Called word frequency, n_wIs not 0

The number of (2);

step 27, calculating the emotion weight of the word w under the ith type emotion label

And the emotional weight of the word w under the nth type of emotion;

step 28, if the all _ words set is not empty, then go to step 26;

step 29, the emotion weight of the word w under the ith emotion is expressed as w:

the form of the key-value pair is stored in the dictionary weight_iFinally, n dictionaries are obtained, the n dictionaries are classified into an emotion dictionary, and each weight_iAn emotion page called emotion dictionary.

As a further improvement of the invention, the weight of the word w in the step 27 under the i-th type emotion label

The calculation formula of (2) is as follows:

as a further improvement of the present invention, the step 3 specifically includes:

step 31, let the kth sample of the ith type emotion label training set be

Setting k to 1;

step 32, mixing

The text part of the search result is segmented, and each segmented word w is used as each emotion page weight for inquiring the emotion dictionary obtained in the step 2_iObtaining the value corresponding to the key w

Then calculate out

Sentiment score of the ith sentiment of (1)

And combining the emotion scores of all emotion types to form an emotion vector of a training set

As a further improvement of the invention, the sentiment score in step 32 is

The calculation formula of (2) is as follows:

as a further improvement of the present invention, the step 5 specifically includes:

step 51, defining the new short text of the network platform as a test set sample, wherein the r-th sample in the test set sample is test_rTest will be_rPerforming word segmentation processing on the text to obtain a sample test_rWord sets after word segmentation;

step 52, taking each word in the word set as a key to inquire the emotion weight corresponding to each word in the emotion dictionary obtained in step 2, and then using the formula:

obtaining a test sample test_rSentiment score of the ith category

Then combining the emotion scores of each emotion to form an emotion vector

As a further improvement of the present invention, the step 6 specifically includes:

step 61, converting V obtained in step 5 into V_rInputting the DNN model which is trained, and obtaining a vector V containing probability values of each emotion_p＝(p₁,......,p_n) Wherein p is_i(1. ltoreq. i. ltoreq.n) as a test sample test_rProbability values comprising the ith emotion;

step 62, adding V_p＝(p₁,......,p_n) The highest and the second probability valueTwo large emotional probability values are extracted and are set as p_jAnd p_l；

Step 63, setting emotion threshold value P and judging P_jAnd p_lAnd P, the judgment rule is as follows:

if p is_jIs not less than P and P_lIf not less than P, the test sample test is indicated_rThe j-th emotion and the l-th emotion are contained;

if p is_jIs not less than P and P_lIf < P, the test sample test is indicated_rThe j type emotion is contained;

if p is_j< P and P_lIf not less than P, the test sample test is indicated_rThe I type emotion is contained;

if p is_j< P and P_lIf < P, the test sample test is indicated_rWithout emotion.

The invention has the beneficial effects that: firstly, when emotion classification is realized by using deep learning in the past, a certain text is generally classified into one class of emotion, but the emotion contained in the text is often more than one, the emotion contained in the text can have emotion combination, and the task of classifying various emotions contained in the text is called a mixed emotion classification task; secondly, when the emotion classification task is solved by using deep learning, the text to be classified needs to be subjected to feature representation, the existing feature representation method usually represents the text into a vector with huge dimensionality, so that a large amount of time and memory are consumed during text feature representation and deep learning training.

Drawings

FIG. 1 is a flow chart of a mixed emotion classification method of a network platform short text based on a novel emotion dictionary.

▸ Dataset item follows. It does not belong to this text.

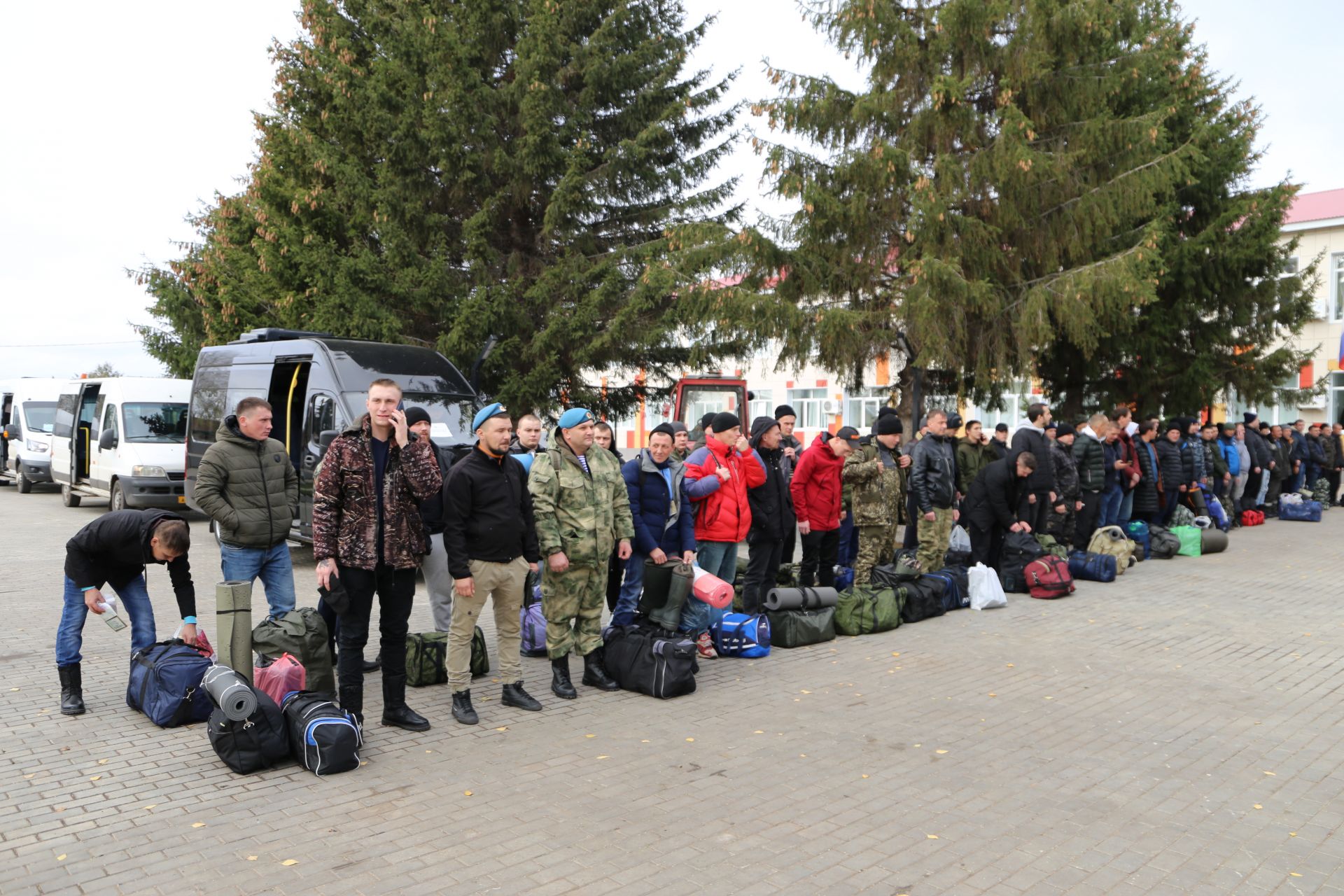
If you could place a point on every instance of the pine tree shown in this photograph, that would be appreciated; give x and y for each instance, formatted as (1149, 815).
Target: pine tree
(527, 169)
(1227, 307)
(995, 186)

FIG. 2 is a coordinate axis diagram of the mixed emotion classification of the present invention.

FIG. 3 is a schematic diagram of the structure of FIG. 1 when the text is converted into an emotion vector.

Fig. 4 is a schematic structural diagram of the DNN model in fig. 1.

Fig. 5 is a schematic diagram showing the structure of the emotion classification determination in fig. 1.

Detailed Description

In order to make the objects, technical solutions and advantages of the present invention more apparent, the present invention will be described in detail with reference to the accompanying drawings and specific embodiments.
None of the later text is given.